Cabrera's vole (Microtus cabrerae) is a species of vole native to Spain and Portugal. It is named for Ángel Cabrera, a mammalogist then working at the Museo Nacional de Ciencias Naturales in Madrid. It is the only living member of the subgenus Iberomys, although two fossil species are also known, including M. brecciensis, the likely direct ancestor of the living species.

==Description==
Cabrera's vole is one of the largest voles in the genus Microtus, with a body length of 10 to 14 cm and a tail 3 to 5 cm in length. Adults weigh between 30 and 78 g, up to five times more than other voles native to Spain and Portugal. They have long, thick fur which is brownish olive over most of the body and yellowish in colour on the underparts. The guard hairs are particularly long, reaching as far as 1 cm out from the body, greater than that in any other Microtus species. Internally, the caecum is longer than that in most other voles, relative to body size, a feature that may be related to its specialised diet. In other respects, Cabrera's vole is a typical vole, with a rounded head, small ears, and a short tail in comparison to its body.

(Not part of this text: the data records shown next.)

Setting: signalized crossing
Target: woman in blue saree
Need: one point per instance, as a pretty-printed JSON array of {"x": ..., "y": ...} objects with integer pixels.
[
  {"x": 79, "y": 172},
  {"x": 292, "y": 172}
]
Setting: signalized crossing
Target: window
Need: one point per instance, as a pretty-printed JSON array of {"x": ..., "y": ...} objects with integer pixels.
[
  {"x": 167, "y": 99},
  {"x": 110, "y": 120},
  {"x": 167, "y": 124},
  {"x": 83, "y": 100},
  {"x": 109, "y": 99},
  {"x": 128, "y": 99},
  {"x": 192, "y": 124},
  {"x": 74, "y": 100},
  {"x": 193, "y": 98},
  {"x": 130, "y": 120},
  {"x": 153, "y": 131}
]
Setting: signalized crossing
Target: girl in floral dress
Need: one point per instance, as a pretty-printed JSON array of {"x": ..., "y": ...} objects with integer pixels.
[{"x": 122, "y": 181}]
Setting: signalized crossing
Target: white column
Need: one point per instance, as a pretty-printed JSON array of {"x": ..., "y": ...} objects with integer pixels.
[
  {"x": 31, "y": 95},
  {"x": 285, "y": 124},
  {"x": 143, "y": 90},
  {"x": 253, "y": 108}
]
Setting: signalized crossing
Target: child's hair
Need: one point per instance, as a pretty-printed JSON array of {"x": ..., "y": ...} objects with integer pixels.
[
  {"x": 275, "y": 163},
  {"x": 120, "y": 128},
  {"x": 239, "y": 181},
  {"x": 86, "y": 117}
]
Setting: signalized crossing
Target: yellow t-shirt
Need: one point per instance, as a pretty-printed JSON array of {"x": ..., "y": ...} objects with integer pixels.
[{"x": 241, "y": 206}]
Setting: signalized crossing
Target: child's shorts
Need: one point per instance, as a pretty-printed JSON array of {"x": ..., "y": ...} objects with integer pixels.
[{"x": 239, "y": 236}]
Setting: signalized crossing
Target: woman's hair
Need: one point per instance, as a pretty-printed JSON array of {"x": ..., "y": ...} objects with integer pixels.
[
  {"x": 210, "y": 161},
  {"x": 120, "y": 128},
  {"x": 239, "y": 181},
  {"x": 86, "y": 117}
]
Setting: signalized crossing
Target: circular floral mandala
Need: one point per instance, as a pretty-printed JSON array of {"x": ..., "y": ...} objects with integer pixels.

==Distribution and habitat==
Cabrera's vole is found only in scattered areas of Spain and Portugal, notably on the southern and western slopes of the mountainous regions of those countries, from the Pyrenees to southern Portugal. Within these regions, the vole inhabits areas of pasture and agricultural land, and clearings in oak forests, and is typically found in small, relatively isolated, populations close to water. The species was much more widespread prior to the late Iron Age about 2000 years ago, and once also inhabited southern France. There are no currently recognised subspecies.

==Biology and behaviour==
Cabrera's voles live in grassy areas with high soil moisture, often close to streams or ponds, but they rarely remain in a given location for more than four months at a time, and tend to switch to areas with more rushes and sedges in the winter. They are herbivorous, with as much as 58% of their diet consisting of grasses, and are diurnal animals that dig their own burrows.

The voles breed throughout the year, but more commonly in winter than in summer, apparently due to the great availability of green grass. Unusually for voles, they tend to be monogamous, although at least some males do mate with multiple females. Pregnancy lasts for 23 or 24 days, and typically results in the birth of a litter of three to five young. The mother builds a nest five or six days before giving birth.

The young are born hairless and blind, with their ears closed and their toes still fused together. They are initially about 4 mm long and weigh about 3.5 g. Their hair is fully grown by five days, they are able to walk by seven or eight days, and their eyes are fully open by day eleven. Shortly after, they begin to explore the nest and to take some solid food; they are fully weaned by 15 days.